Manufacturing in a World of Stress
July 3, 2015 | MAPI FoundationEstimated reading time: 1 minute
The Institute for Supply Management (ISM) reported that their widely-followed Purchasing Managers’ Index (PMI), a short-term leading indicator of U.S. manufacturing growth, increased by 0.7 percentage points from May to a level of 53.5 percent in June. Generally speaking, such a reading is indicative of continued manufacturing output gains at a slightly accelerated pace. But amidst a myriad of global challenges and conflictingdata, the positive PMI reading needs to be placed in context. The new orders and production indices were generally flat, with the former increasing by 0.2 percentage points and the latter declining by 0.5 percentage points. By contrast, the component which tracks the backlog of orders fell by a disconcerting 6.5 percentage points from May to June. With a reading of 47 percent for June, the backlog index is now well into contraction territory, foreshadowing manufacturing weakness over the next few months.
The slide in the backlog of orders corroborates recent output data which show a contraction in factory sector output during the first quarter of 2015 and, given weakness in April and May, the distinct possibility of another contraction in the second quarter. The respondent comments to the June PMI survey, while mixed, are indicative of a world of challenge. One respondent revealed that business is holding in the U.S. but is soft in Europe and declining in Asia. A respondent from the machinery sector noted that sales are down from last year, a negative sign for manufacturing strength as a whole. Comments also suggest that the downturn in oil and gas markets is impacting demand in a number of industry sectors.

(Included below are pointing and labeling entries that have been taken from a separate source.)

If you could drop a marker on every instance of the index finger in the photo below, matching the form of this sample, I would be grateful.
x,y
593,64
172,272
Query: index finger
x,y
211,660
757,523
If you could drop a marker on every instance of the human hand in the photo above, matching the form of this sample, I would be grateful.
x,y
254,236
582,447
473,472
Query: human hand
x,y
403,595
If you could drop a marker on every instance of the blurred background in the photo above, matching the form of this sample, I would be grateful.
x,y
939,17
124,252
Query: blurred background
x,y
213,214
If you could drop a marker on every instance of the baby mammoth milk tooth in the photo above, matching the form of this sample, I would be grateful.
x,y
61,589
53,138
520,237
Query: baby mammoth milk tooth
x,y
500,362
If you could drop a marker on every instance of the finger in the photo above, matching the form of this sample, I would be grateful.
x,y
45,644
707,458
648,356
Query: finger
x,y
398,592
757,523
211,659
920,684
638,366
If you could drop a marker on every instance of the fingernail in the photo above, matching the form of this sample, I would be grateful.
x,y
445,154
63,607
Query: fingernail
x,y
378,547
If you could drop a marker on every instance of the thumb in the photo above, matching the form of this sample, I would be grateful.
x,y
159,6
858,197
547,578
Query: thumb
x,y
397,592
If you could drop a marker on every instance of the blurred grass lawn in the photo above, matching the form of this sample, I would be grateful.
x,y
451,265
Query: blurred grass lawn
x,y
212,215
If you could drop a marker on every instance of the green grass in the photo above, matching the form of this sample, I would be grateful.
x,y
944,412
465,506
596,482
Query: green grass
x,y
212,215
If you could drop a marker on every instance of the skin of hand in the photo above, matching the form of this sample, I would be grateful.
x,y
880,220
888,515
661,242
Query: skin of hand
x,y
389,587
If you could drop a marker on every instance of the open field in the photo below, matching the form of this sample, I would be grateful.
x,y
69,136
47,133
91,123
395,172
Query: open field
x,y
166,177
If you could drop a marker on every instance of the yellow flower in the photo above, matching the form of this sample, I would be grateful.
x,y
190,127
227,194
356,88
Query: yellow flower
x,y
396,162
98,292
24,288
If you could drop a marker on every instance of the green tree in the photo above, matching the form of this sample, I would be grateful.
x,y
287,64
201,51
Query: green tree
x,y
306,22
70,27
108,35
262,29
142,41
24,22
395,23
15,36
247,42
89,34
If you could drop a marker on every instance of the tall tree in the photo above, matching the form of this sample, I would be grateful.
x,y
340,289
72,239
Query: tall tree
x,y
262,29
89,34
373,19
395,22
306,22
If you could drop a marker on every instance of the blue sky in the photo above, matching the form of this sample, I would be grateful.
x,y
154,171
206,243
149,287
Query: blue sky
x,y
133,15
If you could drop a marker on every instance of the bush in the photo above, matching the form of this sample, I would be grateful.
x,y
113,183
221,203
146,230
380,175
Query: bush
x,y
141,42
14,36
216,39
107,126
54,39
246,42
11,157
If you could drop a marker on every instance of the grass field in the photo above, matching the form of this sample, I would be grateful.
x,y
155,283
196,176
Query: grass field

In recent days, financial stresses have gained increased visibility on the global scene, including debt-related chaos in the Eurozone and financial market concerns in China. They serve to reinforce the still precarious nature of the global recovery from the 2008-2009 recession. Global difficulties have weakened U.S. export demand and reinforced long-standing weakness in the growth of U.S. capital equipment expenditures. Both are critical sources of business for the U.S. factory sector, whose short-term performance prospects remain murky. Even moderate growth is at risk.